At around eight, I decide to take a tour, since people had told me that I could walk around any island in Maldives in half an hour. Male, the biggest of them, has an area of about 2 square kilometre. Football is very popular, I realise, as I cross a regular-sized football field and a mini one for five-a-team games within a few minutes of stepping out. On the road facing the sea is a small auditorium with national flag waving around. Last evening, there was a “huge rally” by GMR protesters, locals had told me. Some banners saying “GMR must go” still wave in the breeze.

A few women, children in tow, are bathing, fully-clothed in an artificial beach. Swimsuits are banned in Male, but there are no such restrictions in the resorts, at least for foreigners.

Everything about Maldives is tiny. There are tetrapods lining the Male coastline, much smaller than those along Mumbai’s Marine Drive. A tetrapod-shaped statue on a pedestal acknowledges Japanese support in putting up these to prevent erosion by the sea. Maldives is among the lowest countries in the world — its highest point is said to be some 2 metre above sea level. Even the buildings in Male are not very tall. The roads, called Magu, are just wide enough to allow a car to pass. Cars are rare — I don’t see too many on roads, but Waheed tells me there lots of taxis.

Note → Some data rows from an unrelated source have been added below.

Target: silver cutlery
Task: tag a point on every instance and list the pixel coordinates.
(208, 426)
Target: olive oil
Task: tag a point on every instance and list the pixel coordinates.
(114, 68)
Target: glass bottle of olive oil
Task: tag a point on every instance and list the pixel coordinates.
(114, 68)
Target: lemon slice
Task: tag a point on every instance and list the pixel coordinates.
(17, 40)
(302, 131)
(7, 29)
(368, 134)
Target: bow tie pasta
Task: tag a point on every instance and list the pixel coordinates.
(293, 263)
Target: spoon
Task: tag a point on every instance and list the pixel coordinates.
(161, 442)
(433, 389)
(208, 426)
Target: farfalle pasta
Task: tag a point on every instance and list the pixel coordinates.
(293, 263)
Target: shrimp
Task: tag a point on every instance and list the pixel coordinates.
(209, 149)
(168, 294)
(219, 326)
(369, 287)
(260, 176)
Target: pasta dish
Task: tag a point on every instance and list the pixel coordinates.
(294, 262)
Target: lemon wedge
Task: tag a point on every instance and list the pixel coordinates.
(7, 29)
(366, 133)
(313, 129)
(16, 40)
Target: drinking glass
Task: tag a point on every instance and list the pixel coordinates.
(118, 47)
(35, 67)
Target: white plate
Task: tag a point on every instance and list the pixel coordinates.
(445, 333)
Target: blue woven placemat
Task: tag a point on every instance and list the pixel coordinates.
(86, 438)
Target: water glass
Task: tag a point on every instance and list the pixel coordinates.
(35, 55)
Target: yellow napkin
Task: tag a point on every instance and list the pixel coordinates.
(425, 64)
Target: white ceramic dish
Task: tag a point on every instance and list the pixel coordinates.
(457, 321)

I walk past the civil court, which had passed an order striking down airport development charges in February, triggering the GMR issue. Being Saturday, there is not much activity. Maldivians work from Sunday to Thursday. Senhayia, the military hospital built with Indian assistance and opened by Indian Defence Minister A K Antony, also wears a deserted look. Maldivians are dependent on India for all their medical needs. “Locals do not have much money. But when it comes to medical expenses, they somehow gather enough and travel to India,” says Moosa Latheef, editor of Haveeru, a daily. Latheef says he himself has spent about $20,000 on his wife’s treatment in India. “A procedure that costs Rs 75,000 for Indians will cost Maldivians Rs 1.5 lakh. But we still go,” he says. Waheed also took his son to the Arvind Eye Hospital in Madurai, for treatment of a cancer in the eye.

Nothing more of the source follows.